What diseases affect pupil size?
Diseases
which affect pupil size include neurologic conditions, such
as stroke, brain tumors, and head injuries. Eye conditions,
like uveitis (inflammation of the iris), and Adie’s
pupil (a sluggish pupil of unknown cause), can produce
pupils of unequal size.
4-27. Are the pupils dilated?
Eyedrops
are instilled to dilate, or enlarge, the pupils. This
allows the doctor to see the back of the eye, and to
perform a “cycloplegic” refraction.

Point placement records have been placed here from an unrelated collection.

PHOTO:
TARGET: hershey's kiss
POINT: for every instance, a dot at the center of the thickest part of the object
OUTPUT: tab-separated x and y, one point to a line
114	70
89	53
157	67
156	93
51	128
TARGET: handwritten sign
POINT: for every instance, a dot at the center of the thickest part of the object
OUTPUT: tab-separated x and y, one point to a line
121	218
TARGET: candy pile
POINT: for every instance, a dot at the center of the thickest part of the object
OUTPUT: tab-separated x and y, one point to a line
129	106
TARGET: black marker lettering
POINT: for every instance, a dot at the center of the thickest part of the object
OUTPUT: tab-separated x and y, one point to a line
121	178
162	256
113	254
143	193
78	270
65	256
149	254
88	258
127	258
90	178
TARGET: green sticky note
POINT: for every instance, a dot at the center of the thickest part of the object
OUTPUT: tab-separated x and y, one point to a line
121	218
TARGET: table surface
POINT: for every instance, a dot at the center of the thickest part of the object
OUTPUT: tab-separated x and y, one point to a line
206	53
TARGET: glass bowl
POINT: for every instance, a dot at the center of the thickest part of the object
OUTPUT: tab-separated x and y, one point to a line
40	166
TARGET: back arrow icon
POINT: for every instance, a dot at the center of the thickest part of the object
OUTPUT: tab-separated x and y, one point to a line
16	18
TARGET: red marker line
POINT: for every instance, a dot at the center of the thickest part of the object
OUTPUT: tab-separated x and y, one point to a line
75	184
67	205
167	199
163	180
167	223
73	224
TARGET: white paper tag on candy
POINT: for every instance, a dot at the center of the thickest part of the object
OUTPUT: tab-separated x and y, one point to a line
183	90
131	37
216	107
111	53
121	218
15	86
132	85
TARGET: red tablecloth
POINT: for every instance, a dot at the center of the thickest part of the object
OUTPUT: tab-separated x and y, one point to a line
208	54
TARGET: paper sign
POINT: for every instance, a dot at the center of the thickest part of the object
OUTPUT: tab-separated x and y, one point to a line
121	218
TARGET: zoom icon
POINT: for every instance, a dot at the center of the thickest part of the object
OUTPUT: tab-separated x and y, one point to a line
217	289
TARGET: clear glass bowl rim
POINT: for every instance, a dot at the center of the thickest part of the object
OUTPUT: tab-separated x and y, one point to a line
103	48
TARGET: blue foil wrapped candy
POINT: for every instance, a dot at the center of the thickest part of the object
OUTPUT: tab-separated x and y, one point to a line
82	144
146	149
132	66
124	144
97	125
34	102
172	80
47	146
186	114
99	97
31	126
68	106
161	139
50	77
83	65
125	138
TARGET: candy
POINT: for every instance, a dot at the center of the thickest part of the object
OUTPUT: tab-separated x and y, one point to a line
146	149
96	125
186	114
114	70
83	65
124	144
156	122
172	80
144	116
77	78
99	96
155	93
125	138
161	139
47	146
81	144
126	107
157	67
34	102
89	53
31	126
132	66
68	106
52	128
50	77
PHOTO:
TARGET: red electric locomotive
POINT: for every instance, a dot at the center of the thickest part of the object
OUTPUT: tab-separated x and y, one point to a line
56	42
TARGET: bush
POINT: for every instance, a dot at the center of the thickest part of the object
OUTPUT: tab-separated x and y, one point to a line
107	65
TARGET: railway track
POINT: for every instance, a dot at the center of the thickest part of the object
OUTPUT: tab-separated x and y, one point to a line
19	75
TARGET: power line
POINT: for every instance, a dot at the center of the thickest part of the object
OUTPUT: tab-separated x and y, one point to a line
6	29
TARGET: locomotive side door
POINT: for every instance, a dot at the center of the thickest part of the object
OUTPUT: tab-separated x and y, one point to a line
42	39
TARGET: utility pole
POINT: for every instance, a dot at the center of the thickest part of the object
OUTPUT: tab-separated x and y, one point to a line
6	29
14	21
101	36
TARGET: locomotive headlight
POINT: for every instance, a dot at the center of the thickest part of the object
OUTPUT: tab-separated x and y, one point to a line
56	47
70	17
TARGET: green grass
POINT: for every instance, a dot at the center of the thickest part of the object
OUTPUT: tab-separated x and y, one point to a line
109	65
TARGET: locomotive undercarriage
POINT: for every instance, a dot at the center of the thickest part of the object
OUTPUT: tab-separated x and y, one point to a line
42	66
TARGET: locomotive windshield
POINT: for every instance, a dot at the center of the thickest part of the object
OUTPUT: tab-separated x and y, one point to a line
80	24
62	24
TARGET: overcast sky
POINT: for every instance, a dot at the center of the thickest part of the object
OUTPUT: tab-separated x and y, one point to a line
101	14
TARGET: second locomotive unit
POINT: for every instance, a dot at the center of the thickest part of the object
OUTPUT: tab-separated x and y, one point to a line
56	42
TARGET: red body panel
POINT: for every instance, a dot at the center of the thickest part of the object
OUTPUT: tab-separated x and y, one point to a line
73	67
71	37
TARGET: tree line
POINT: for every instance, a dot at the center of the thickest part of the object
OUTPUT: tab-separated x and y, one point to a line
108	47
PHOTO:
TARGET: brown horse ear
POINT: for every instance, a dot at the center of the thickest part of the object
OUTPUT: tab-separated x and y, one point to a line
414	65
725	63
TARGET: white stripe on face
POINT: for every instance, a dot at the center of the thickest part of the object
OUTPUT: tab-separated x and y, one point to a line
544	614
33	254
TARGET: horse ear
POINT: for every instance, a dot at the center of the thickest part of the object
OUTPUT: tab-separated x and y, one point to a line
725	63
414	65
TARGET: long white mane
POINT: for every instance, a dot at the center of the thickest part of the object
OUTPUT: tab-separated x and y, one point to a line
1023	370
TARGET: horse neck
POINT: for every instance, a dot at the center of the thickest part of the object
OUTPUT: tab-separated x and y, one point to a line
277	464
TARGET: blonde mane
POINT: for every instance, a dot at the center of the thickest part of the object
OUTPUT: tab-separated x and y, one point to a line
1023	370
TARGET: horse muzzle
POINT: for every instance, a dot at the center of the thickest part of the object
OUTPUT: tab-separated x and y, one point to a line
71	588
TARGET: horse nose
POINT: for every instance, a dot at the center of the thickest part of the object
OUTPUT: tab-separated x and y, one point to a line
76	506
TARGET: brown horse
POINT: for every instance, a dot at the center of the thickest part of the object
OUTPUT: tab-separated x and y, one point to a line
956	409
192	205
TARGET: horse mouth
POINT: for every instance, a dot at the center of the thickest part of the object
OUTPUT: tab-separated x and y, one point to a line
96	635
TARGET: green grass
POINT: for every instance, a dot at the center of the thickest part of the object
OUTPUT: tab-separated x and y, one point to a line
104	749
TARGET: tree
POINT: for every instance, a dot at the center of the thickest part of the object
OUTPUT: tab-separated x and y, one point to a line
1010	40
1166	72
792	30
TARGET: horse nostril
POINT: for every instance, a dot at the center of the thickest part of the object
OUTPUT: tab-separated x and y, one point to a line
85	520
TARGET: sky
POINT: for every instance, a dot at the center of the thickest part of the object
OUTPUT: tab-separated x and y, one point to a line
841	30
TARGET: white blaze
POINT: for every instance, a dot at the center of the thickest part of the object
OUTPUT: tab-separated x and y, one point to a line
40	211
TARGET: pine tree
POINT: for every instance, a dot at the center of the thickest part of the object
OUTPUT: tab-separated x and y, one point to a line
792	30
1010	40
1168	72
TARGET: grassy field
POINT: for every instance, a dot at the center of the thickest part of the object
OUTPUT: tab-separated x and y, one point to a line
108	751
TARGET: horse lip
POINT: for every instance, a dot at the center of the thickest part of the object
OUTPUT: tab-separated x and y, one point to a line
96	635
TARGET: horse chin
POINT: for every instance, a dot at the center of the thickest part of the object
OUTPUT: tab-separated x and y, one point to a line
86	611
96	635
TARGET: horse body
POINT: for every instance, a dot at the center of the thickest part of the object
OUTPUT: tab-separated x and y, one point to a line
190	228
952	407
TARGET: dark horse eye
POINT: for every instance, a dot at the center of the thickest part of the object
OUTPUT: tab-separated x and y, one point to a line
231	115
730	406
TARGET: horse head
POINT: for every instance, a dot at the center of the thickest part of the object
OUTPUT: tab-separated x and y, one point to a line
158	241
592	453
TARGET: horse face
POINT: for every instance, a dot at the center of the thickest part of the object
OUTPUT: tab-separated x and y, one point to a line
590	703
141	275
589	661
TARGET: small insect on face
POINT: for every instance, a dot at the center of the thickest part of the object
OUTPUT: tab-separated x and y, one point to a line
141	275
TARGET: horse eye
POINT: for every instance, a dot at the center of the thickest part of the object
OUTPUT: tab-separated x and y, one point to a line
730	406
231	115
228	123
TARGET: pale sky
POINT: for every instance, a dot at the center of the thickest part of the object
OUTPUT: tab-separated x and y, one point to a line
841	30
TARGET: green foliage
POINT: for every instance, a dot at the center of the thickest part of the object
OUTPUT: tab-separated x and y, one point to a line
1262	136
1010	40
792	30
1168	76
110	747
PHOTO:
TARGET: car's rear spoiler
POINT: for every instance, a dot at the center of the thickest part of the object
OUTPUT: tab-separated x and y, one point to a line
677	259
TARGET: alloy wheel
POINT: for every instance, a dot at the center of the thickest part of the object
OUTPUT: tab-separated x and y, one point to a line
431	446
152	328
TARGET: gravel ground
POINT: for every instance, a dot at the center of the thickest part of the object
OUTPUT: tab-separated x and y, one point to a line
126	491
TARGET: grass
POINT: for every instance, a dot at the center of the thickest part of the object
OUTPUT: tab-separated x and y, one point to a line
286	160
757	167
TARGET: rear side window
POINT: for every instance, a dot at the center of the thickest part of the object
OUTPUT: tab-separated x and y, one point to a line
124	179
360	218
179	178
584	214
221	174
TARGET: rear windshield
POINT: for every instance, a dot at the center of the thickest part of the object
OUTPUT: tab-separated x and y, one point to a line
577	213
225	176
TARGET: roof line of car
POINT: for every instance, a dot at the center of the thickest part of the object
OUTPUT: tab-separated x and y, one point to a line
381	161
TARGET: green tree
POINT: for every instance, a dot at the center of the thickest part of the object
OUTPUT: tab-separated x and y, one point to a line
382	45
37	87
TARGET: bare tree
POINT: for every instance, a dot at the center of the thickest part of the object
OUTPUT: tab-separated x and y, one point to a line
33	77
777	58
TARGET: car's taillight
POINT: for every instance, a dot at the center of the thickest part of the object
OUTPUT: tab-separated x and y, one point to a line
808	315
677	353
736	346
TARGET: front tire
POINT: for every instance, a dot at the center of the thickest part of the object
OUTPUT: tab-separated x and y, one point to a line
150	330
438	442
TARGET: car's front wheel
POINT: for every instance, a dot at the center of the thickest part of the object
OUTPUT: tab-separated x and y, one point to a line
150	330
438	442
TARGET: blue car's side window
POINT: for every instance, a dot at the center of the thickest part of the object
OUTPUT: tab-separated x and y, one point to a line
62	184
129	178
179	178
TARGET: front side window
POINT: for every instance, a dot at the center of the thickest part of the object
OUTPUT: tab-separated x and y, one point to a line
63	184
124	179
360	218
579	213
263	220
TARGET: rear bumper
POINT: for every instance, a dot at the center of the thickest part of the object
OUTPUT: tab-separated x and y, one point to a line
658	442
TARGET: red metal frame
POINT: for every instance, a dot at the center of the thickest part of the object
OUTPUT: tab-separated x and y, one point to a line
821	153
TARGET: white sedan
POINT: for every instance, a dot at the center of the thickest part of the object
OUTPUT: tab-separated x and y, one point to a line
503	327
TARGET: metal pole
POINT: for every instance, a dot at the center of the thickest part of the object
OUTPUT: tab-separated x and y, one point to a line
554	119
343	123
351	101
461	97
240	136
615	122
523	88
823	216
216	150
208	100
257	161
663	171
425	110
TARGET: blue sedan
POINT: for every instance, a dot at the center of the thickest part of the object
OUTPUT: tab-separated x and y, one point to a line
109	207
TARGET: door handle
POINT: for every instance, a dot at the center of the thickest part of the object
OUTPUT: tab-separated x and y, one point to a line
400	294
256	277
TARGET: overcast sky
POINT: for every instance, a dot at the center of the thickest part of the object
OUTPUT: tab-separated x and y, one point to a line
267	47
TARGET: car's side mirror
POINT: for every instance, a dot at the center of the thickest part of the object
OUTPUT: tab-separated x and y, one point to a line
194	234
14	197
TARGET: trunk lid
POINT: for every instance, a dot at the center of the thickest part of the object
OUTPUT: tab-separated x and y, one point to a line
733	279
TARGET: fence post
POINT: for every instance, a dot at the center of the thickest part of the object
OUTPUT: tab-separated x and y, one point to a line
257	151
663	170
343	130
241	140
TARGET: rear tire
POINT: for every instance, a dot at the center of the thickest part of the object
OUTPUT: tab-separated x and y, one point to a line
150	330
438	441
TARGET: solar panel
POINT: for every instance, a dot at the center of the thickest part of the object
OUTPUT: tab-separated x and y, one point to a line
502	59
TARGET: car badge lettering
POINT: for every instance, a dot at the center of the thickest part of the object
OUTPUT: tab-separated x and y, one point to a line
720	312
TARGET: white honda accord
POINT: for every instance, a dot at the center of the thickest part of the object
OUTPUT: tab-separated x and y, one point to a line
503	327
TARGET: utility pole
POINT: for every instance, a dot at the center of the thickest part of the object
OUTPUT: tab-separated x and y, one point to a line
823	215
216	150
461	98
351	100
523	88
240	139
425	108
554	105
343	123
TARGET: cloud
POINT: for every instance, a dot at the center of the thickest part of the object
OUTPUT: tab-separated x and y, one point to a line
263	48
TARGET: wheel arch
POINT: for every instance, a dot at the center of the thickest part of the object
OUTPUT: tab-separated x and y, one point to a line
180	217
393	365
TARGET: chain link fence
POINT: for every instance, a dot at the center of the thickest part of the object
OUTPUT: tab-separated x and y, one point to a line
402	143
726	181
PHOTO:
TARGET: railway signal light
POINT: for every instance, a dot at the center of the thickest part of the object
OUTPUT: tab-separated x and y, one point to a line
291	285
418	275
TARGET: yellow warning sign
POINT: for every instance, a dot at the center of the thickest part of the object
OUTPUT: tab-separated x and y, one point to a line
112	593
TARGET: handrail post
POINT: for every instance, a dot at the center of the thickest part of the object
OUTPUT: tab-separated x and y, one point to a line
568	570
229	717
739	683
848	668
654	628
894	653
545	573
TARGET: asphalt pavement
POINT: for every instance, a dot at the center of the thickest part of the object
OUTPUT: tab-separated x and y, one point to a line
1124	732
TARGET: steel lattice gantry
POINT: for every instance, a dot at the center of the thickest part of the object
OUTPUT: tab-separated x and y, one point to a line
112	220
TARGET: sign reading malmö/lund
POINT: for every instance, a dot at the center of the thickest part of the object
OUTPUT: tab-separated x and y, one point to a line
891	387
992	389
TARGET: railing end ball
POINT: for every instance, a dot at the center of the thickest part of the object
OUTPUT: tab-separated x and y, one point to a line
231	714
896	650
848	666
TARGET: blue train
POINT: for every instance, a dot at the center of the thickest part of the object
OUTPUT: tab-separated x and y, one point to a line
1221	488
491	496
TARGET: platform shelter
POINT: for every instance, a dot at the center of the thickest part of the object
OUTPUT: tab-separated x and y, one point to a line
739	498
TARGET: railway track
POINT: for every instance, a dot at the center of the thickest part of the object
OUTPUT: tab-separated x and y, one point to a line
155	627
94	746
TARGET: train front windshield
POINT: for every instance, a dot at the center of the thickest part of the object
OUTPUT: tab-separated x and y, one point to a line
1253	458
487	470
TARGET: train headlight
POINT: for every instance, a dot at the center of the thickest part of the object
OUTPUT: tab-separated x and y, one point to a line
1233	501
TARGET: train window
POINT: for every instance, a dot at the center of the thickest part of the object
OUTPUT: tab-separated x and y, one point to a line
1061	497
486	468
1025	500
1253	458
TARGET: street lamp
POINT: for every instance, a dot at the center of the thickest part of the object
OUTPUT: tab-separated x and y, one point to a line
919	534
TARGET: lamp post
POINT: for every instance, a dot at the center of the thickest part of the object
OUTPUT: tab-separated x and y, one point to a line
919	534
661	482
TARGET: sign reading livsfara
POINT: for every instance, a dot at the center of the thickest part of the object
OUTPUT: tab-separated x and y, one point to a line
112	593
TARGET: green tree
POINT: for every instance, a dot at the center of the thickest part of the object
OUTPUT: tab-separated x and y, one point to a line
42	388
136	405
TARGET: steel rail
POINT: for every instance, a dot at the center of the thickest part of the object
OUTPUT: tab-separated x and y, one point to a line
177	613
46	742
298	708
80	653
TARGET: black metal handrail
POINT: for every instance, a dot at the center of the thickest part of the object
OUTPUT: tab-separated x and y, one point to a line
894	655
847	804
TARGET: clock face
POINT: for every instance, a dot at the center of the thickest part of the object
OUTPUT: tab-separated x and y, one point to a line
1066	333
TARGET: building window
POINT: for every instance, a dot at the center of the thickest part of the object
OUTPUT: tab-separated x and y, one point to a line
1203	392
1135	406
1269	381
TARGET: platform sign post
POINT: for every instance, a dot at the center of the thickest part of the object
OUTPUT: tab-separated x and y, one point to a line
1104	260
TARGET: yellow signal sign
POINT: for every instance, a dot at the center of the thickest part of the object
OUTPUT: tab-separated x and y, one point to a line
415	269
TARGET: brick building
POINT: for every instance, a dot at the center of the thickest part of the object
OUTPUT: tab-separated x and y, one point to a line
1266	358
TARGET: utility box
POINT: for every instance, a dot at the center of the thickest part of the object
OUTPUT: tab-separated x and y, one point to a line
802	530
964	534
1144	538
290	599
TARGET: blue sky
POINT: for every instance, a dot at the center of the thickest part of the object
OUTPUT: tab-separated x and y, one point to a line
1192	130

A
cycloplegic refraction temporarily removes the influence of
certain eye muscles that could alter the measurements of
the eye.
4-28. Is the size of the pupil measured?
The size
of the pupil is measured with a pupillometer, a device
which measures the diameter of the pupil in dim light. The
doctor will want the diameter of the laser treatment to be
larger than the diameter of the pupil in dim light.